Müzisyenler için henüz bir destek programı açıklanmadı. Bu anlamda sizin söylemek istediğiniz bir şey var mı?

Yalnızca müzisyenler değil, her kesim için desteğe ihtiyaç var. Evde durma şansı olmayanlar için ‘evde kal’ çağrıları haksızlık oluyor bana göre. Gündelik kazanıp harcayan hatrı sayılır bir çoğunluk var ve müzisyenlerin büyük bir kısmı da bu gruba giriyor. Sendikalaşma ve makul vergilendirmelerle kayıt dışı ekonomiden sıyrılabilmemiz gerekiyor. Halihazırda bizi görmezden gelmeye meyilli olan sistem, istatistik olarak da izimizi süremeyince durum iyice kötüleşiyor bana göre.

DÜŞE KALKA DEĞİŞMEK, DÖNÜŞMEK ZORUNDA KALDIM

Yeni albümünüz ‘Sular Dar’ın hikâyesini sizden dinleyelim…

‘Sular Dar’dan bir kendini aşma hikâyesi diye bahsetmeyi seviyorum. Bu işe soyunduğumda başıma geleceklerden habersizdim. Çok renkli ve görkemli bir albüm yapmak istiyordum ama tek başıma bunu yapmanın ne kadar zor olacağına dair hiçbir fikrim yoktu. Süreçte düşe kalka değişmek, dönüşmek zorunda kaldım. Albüme adını veren şarkıda ‘artık sular dar, gemim hiç yol almaz’ diye bir söz var. Gemim zaman zaman hakikaten durdu ve onu daha derin ve geniş sulara taşımak için daha güçlü ve dirayetli olmam gerekti ya da yardım isteme olgunluğunu göstermem. Şarkıdaki niyetim albümle beraber kendini gerçekleştirmiş oldu bir yerde. Değişiklik isterken aynı kalamazsınız.

Bu albüm her şeyiyle hâkim olduğunuz bir albüm olmuş. Söz, beste, düzenleme… Sonuçta kafanızdakini tam olarak gerçekleştirebildiniz mi?

Çok büyük oranda gerçekleştirdiğimi hissediyorum. Şimdiki vizyonumu ve zevklerimi epey yakaladığını söyleyebilirim. Daha iyi olabileceğini düşündüğüm şeyler elbette ki var ama bu işin doğasında bu var. Siz yaş alırken beğenileriniz aynı kalmıyor. Albümü bir 5 yıl sonra yapıyor olsaydım muhtemelen birçok şey farklı olurdu.
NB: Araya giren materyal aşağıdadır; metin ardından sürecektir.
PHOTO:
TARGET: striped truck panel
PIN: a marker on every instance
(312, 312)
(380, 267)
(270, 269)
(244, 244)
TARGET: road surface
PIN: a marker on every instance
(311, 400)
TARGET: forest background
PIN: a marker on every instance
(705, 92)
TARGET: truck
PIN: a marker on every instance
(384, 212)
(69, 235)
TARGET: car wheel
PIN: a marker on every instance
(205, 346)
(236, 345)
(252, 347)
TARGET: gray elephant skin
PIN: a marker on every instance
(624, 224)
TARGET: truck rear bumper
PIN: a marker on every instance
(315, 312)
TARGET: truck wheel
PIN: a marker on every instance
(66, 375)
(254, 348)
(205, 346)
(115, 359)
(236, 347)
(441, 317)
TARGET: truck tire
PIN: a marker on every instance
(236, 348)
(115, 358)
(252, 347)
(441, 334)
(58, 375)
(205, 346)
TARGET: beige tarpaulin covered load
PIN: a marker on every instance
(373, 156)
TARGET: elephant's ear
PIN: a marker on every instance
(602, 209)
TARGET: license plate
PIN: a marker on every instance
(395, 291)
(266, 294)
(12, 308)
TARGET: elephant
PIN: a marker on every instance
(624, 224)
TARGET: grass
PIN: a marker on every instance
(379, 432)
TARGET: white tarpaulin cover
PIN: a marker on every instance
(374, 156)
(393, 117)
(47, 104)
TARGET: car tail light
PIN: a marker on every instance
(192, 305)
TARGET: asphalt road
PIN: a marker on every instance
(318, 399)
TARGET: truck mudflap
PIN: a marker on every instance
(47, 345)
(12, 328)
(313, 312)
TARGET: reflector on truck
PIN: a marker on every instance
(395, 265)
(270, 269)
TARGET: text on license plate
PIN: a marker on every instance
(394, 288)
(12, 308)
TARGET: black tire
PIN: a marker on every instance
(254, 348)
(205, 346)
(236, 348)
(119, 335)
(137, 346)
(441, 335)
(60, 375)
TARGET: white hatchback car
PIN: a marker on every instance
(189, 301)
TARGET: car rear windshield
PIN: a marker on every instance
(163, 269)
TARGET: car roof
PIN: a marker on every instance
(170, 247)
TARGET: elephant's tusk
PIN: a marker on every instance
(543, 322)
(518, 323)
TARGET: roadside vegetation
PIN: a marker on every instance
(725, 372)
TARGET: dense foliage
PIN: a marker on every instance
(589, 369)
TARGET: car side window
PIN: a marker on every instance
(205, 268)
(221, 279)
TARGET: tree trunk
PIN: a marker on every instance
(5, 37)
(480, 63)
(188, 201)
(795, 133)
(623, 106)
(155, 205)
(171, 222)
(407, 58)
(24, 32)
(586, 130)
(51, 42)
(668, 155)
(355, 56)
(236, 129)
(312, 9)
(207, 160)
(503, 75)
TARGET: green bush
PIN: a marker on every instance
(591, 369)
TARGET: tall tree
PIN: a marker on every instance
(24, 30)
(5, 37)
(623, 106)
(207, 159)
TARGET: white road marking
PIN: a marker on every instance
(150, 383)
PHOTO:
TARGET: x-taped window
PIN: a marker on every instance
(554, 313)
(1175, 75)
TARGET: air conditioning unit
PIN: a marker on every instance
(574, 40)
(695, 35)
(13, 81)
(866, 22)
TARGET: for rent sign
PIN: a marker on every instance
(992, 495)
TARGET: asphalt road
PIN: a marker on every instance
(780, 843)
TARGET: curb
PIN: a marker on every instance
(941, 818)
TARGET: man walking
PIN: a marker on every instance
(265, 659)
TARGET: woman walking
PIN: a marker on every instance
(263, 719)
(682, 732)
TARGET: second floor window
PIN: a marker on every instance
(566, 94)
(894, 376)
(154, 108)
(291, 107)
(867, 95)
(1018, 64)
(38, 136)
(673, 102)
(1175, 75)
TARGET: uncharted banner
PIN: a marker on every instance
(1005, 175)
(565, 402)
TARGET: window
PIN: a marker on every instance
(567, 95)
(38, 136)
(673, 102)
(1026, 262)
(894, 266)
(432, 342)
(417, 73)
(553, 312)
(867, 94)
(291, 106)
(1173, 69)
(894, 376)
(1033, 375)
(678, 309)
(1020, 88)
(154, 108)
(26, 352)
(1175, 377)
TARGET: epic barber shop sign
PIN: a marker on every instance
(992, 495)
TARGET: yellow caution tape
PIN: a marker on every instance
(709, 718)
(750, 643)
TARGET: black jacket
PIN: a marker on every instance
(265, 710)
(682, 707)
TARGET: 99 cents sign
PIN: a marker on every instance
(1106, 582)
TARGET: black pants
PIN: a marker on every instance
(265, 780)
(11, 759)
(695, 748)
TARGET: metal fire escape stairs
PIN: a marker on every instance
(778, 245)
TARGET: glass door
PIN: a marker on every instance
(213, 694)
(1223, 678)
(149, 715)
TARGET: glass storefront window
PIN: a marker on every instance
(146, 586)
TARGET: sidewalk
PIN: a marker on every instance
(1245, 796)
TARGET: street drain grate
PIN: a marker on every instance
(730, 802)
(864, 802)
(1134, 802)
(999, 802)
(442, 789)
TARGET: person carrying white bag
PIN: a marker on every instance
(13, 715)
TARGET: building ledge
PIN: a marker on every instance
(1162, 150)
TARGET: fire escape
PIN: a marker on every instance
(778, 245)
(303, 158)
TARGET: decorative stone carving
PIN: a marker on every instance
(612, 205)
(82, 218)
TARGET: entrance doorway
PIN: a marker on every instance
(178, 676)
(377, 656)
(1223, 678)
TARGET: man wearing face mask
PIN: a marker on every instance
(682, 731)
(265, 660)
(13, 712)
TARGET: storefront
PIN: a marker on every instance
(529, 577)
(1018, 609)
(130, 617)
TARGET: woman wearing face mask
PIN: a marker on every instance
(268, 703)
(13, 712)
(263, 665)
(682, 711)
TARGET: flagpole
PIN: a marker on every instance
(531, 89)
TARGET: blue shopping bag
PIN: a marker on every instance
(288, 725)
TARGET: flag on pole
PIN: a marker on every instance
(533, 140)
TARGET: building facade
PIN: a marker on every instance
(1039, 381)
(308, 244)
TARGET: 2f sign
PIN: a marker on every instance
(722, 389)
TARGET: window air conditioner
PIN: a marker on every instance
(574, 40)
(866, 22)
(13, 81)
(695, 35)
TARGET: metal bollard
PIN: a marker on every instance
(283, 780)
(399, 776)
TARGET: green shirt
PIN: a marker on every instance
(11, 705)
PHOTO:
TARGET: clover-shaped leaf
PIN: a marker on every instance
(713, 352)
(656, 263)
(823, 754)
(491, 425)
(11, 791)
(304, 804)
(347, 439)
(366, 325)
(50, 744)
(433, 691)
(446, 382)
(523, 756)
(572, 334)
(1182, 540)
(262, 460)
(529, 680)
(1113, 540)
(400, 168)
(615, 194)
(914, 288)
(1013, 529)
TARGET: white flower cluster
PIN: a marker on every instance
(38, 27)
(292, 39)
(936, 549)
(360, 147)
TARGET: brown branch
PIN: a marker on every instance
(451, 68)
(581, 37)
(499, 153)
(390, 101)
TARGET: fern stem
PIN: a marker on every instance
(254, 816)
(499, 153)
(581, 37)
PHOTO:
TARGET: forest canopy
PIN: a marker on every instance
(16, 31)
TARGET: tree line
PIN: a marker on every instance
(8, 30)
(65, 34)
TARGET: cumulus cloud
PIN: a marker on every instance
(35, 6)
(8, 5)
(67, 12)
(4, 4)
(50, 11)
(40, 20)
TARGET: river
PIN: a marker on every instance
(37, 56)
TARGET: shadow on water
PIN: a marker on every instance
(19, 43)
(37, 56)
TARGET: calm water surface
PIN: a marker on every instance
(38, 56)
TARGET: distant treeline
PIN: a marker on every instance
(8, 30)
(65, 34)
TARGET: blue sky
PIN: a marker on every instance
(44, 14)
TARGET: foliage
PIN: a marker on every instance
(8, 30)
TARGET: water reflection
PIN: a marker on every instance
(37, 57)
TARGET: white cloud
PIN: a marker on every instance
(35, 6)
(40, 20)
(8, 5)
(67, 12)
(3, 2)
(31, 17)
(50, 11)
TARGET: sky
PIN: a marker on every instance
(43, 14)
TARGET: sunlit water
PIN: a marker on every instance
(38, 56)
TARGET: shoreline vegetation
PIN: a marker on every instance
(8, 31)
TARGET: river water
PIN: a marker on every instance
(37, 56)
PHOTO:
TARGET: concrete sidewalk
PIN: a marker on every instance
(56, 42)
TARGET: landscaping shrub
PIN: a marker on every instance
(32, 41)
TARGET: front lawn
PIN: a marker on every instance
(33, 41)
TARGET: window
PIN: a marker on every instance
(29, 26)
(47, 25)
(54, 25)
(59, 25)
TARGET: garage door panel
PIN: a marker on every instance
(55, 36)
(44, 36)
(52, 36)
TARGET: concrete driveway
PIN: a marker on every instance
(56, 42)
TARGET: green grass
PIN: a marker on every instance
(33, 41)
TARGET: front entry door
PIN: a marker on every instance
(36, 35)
‘BU DÜNYA DURULMAZ’ BİR ÇOCUĞUN ÇIKARIMI DEĞİL

Aslanın Ağzı şarkınızda size çocuk korosu eşlik etmiş. Çocuk sesiyle şarkı arasında nasıl bir bütünsellik kurguladınız?

Şarkının ikinci nakaratında koro katılımının iyi olacağını düşünüyordum ama aslında çocuk korosu fikri aklımda yoktu. Müzisyen bir arkadaşımın önerisiyle bu fikir aklıma yerleşmiş oldu. Hatta kaydı yaptıktan sonra bir süre bunun iyi bir fikir olup olmadığından emin olamadım. Çocuk korosunun hissi referanslarının ezberine düşmekten korktum. ‘Bu dünya durulmaz’ bir çocuğun yapabileceği bir çıkarım değil aslında ve mümkünse çocuklar böyle düşünmesinler ki dünyayı değiştirebilecekleri motivasyonluyla hayata sarılsınlar. Günün sonunda vardığım yer yetişkin dilinde başka tınlayan bir şeyin, çocuk dilinde başka tınlamasıyla oluşan bütünleşmenin tezat güzelliği oldu. Kendimi buna ikna ettim ve sonucundan çok memnunum.

YALNIZ ÖLMEK ŞARKISINDAKİ BENİM

Yalnız Ölmek şarkınız çok sevildi. Hatta duvarlarda sözlerini gördüğümü hatırlıyorum. “Yalnız ölmeyeceğim değil mi?” diye yazmışlar. Bu şarkı sizinle bütünleşti. O şarkıdaki siz misiniz?

Yüzde bir milyon benim. Ama her zaman o insan değilim. O salındığım uçlarımdan bir tanesi ve beni etkisi altına alan en güçlülerinden.